Cependant, il reste aujourd’hui très compliqué de savoir si ces décisions individuelles s’inscrivent dans un réel mouvement de société : « Le phénomène n’est pas quantifié », souligne Anne de Rugy, qui assure cependant que « ce n’est pas un mouvement spectaculaire ». Surtout, ces expériences, certes de plus en plus médiatisées, demeurent en dehors de tout cadre collectif. « La bifurcation est tournée vers soi, vers l’utilisation de son temps, la fidélité à ses valeurs, sans forcément être accompagnée d’une politisation. Par exemple, une critique anticapitaliste explicite chez ces cadres qui bifurquent ne concerne que quelques militants », analyse la sociologue.
On voit de plus en plus de jeunes diplômés qui ne sont pas en adéquation avec cette vision du travail envahissant.
C. Blanchot
Malgré tout, « cela reste une forme de contestation par la fuite d’un ordre productif qui, on le voit partout, heurte de plus en plus ». Un problème de « sens du travail » de plus en plus criant ? « On voit de plus en plus de jeunes diplômés qui ne sont pas en adéquation avec cette vision du travail envahissant, donc on risque d’avoir une grande démission », prédit Caroline Blanchot.

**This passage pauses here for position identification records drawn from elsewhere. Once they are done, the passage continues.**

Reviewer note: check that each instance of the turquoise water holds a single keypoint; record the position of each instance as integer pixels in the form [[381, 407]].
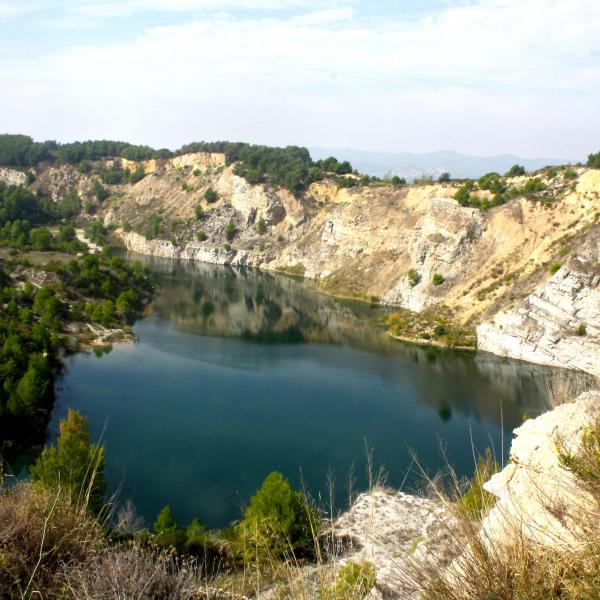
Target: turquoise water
[[235, 374]]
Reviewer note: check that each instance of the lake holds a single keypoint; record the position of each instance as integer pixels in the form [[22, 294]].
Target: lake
[[235, 374]]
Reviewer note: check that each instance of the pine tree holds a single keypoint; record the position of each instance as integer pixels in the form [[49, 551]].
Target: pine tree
[[74, 464]]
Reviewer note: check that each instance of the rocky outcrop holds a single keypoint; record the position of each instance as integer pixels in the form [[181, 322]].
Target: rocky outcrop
[[559, 323], [537, 498], [12, 176], [490, 266]]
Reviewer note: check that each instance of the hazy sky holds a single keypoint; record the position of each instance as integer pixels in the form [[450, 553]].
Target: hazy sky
[[478, 76]]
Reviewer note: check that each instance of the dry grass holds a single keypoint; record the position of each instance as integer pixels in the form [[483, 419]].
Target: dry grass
[[521, 562], [41, 533]]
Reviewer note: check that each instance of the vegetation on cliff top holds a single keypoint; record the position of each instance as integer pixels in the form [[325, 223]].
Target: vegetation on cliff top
[[291, 167]]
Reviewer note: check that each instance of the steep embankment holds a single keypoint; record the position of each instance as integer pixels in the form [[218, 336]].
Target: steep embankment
[[492, 267]]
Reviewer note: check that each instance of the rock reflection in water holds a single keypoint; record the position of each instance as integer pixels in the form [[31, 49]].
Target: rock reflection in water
[[264, 307]]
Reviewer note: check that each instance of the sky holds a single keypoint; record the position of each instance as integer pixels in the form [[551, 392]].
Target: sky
[[476, 76]]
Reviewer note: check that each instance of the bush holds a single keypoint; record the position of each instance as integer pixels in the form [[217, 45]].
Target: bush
[[397, 181], [585, 465], [354, 581], [277, 524], [230, 231], [261, 227], [413, 277], [476, 502], [211, 195], [594, 161], [74, 464], [516, 171]]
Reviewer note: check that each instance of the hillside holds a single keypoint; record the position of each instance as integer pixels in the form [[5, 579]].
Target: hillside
[[411, 165], [457, 268]]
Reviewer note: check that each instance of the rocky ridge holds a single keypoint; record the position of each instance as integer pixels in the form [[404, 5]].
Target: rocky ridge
[[364, 241]]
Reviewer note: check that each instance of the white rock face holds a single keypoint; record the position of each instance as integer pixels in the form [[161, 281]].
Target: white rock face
[[545, 328], [536, 496], [192, 251], [385, 526]]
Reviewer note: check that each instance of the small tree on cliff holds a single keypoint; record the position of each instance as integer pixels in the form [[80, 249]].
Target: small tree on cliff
[[278, 523], [74, 464]]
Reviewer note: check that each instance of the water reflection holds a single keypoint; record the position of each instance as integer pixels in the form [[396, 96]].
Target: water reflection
[[267, 308]]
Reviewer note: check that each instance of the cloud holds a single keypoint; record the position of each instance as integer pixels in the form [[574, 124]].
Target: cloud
[[485, 76]]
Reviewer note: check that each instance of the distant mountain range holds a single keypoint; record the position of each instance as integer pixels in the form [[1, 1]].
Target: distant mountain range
[[410, 165]]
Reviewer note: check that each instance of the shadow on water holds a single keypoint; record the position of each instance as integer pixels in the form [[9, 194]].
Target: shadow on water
[[238, 373]]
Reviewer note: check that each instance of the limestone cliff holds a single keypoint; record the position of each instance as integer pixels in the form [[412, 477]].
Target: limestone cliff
[[492, 266]]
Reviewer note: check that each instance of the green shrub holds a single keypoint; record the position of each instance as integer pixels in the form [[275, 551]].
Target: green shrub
[[211, 195], [476, 501], [277, 523], [397, 181], [261, 227], [516, 171], [354, 581], [230, 231], [594, 161], [585, 465], [413, 277], [74, 464]]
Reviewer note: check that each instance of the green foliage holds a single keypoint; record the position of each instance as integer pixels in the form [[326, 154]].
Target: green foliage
[[585, 464], [230, 231], [261, 227], [413, 277], [111, 173], [533, 186], [331, 165], [354, 581], [594, 161], [346, 182], [516, 171], [154, 228], [290, 167], [278, 523], [476, 501], [137, 174], [463, 194], [74, 464], [98, 191], [70, 205], [211, 195], [397, 181]]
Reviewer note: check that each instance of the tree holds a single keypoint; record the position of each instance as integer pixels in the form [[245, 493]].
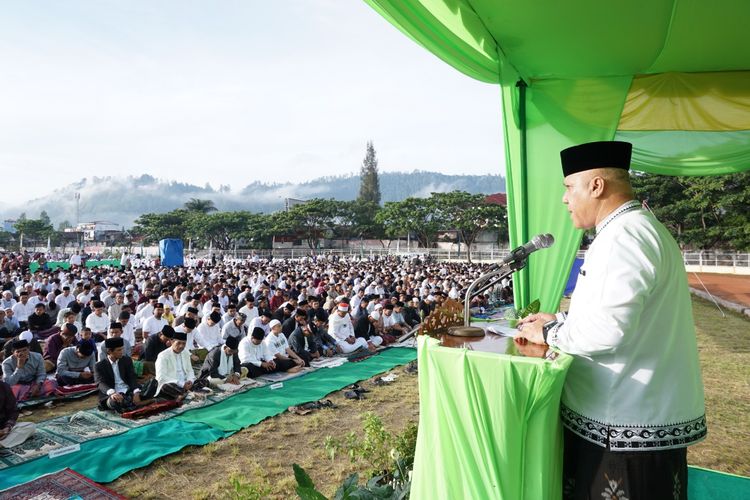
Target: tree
[[201, 206], [225, 229], [412, 215], [470, 214], [175, 224], [701, 212], [309, 220], [369, 184]]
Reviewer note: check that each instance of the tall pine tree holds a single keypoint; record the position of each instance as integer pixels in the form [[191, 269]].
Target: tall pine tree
[[369, 187]]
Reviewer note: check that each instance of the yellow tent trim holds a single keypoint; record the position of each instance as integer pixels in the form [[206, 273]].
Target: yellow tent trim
[[718, 101]]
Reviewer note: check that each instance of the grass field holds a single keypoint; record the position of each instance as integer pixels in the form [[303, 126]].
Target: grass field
[[261, 456]]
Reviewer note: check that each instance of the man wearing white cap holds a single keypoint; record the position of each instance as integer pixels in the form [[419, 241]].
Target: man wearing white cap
[[340, 327]]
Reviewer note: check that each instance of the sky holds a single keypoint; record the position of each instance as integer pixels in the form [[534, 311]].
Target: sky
[[227, 92]]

Un indice de ce rejet qui grimpe sourdement : les cadres font de plus en plus confiance aux syndicats pour défendre leurs droits. Leur part a doublé en douze ans, passant de 17 % à 34 % aujourd’hui. Un taux qui monte à 49 % chez les jeunes ! L’Ugict-CGT, par exemple, a dépassé la barre des 120 000 adhérents.
Autant de signaux faibles qui interrogent sur la pérennité d’une norme qui exploite toujours plus. Sans pour autant réussir à créer un fort sentiment collectif : « On intervient à plusieurs niveaux, notamment pour informer les salariés sur leurs droits – première pierre de la résistance – et pour mettre en œuvre des campagnes militantes sur les réseaux sociaux afin de faire évoluer les mentalités », affirme Caroline Blanchot. Un syndicalisme qui reste timoré. La « révolte des cadres » n’est pas pour tout de suite.